O grito de independência
de uma atriz
Dona
de belos e imensos olhos verdes, Ester Laccava parece ter soltado todas as
amarras para se lançar de corpo e alma e sem rede de proteção na criação de Ossada que, infelizmente, encerrou sua
primeira temporada no domingo 03/02/2019 no SESC Pompeia.
Segundo
ela os textos da inglesa Maureen Lipman lhe chegaram às mãos por meio de uma
amiga também inglesa. Ester escolheu cinco histórias, juntou textos da poetisa
polonesa Wislawa Szymborska e de Laurie Anderson e com a colaboração de Elzemann
Neves e João Wady Cury criou a dramaturgia deste perturbador espetáculo.
Para
a tradução cênica, Laccava contou com a colaboração das iluminadoras Mirella
Brandi e Aline Santini que realmente são cocriadoras como bem atesta a ficha
técnica constante no programa.

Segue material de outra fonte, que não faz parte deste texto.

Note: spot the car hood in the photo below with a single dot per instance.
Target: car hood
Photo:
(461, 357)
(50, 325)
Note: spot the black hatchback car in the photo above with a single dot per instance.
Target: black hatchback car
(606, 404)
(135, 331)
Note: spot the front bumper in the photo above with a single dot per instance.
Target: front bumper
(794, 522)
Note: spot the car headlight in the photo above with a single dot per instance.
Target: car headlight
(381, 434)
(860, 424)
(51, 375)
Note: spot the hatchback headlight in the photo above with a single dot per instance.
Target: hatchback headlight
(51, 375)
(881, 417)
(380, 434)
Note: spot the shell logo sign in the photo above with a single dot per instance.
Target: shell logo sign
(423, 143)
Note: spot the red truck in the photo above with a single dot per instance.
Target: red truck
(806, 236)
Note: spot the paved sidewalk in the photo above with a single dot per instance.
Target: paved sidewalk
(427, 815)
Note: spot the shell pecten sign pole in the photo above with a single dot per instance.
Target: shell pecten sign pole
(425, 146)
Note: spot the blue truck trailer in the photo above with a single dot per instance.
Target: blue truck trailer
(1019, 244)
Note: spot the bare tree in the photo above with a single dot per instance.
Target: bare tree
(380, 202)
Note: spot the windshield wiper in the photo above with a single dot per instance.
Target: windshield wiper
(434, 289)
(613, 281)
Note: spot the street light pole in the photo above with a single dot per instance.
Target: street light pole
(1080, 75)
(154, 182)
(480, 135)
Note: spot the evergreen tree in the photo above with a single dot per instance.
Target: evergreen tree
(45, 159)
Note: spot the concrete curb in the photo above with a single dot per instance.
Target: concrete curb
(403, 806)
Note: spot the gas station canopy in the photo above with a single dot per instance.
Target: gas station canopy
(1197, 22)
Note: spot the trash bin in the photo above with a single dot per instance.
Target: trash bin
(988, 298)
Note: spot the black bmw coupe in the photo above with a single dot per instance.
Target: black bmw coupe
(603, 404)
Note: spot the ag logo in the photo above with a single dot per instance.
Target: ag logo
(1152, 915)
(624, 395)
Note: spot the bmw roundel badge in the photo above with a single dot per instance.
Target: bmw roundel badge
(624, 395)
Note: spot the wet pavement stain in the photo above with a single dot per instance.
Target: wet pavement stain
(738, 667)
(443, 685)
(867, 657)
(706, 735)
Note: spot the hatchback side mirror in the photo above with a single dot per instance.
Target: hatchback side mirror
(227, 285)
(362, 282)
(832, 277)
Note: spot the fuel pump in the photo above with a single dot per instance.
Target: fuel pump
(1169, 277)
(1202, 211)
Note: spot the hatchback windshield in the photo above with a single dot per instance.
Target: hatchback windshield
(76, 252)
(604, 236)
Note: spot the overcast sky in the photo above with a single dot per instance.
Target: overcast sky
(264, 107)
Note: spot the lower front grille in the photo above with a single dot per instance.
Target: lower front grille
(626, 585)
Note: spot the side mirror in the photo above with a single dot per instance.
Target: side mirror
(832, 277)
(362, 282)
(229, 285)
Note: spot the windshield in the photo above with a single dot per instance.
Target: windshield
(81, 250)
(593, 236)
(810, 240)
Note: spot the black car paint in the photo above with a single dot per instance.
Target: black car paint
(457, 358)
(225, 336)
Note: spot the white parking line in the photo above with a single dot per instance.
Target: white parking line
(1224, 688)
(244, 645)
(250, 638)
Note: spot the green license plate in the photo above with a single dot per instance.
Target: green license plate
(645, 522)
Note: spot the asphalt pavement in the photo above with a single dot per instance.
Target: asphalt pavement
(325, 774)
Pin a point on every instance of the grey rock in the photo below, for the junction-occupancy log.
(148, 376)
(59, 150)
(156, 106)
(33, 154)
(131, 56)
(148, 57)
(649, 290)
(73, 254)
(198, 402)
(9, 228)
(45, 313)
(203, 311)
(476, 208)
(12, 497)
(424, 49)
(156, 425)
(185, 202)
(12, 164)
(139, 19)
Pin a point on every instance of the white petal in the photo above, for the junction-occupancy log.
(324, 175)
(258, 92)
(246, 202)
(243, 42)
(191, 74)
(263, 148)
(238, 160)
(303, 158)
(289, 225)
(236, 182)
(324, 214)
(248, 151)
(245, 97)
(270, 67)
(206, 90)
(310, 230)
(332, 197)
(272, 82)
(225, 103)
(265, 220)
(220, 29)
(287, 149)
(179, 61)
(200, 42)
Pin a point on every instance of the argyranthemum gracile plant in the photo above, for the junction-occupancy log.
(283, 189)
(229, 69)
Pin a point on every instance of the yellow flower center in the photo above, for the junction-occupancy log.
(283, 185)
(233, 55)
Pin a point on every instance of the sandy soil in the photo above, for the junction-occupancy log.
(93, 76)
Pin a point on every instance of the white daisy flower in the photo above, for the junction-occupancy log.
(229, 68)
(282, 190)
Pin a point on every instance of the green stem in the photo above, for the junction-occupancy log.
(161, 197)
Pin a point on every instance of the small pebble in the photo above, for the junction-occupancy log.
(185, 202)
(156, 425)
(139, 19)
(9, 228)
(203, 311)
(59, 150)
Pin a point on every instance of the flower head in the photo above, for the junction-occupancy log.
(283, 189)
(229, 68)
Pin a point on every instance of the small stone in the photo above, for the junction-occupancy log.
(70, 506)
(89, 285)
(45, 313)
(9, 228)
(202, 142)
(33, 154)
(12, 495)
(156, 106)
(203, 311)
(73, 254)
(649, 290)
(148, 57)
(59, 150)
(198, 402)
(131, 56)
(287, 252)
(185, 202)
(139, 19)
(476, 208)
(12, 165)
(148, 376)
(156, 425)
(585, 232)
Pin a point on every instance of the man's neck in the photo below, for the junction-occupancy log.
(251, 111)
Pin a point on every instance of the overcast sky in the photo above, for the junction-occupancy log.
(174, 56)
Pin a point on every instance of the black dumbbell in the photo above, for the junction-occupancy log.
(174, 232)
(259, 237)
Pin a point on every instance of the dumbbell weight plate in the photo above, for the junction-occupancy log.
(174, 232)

A luz dialoga com a performance da atriz e com o público, criando ambiente digno de
participar da Bienal de Praga, pois o trabalho dessas magas da iluminação funciona
como uma verdadeira cenografia do espetáculo.
Quanto
à interpretação de Laccava... Poderosíssima e visceral desde sua entrada em cena andando e
depois correndo no meio do público; passando pela tragédia de filhas em relação
aos pais (uma em dúvida se desliga os aparelhos do pai agonizante em um
hospital e outra liquidando o pai que a maltrata), ansiosa ao tentar acender um
cigarro durante uma tormenta (a cena mais bela do espetáculo), dançando ao som
de Stevie Wonder, patética como uma mulher bêbada fazendo speech durante a festa de casamento do filho e, finalmente, neutra
em palestra no Museu de História Natural. Versatilidade e energia não faltam a
essa atriz que se realiza também como criadora deste ousado Ossada.
Ossada não pode se limitar às 16
apresentações realizadas no SESC Pompeia. É espetáculo para se expandir, para
ser assistido e admirado por muita mais gente e assim cumprir seu papel
admirável como um dos trabalhos mais criativos apresentados nos palcos
paulistanos nos últimos anos. Muito moderno sem ser modernoso, nem pretensioso.
Contemporâneo, sem ser inacessível. Belíssimo e comovente, além de fazer
refletir sobre o tempo presente. É ver para crer.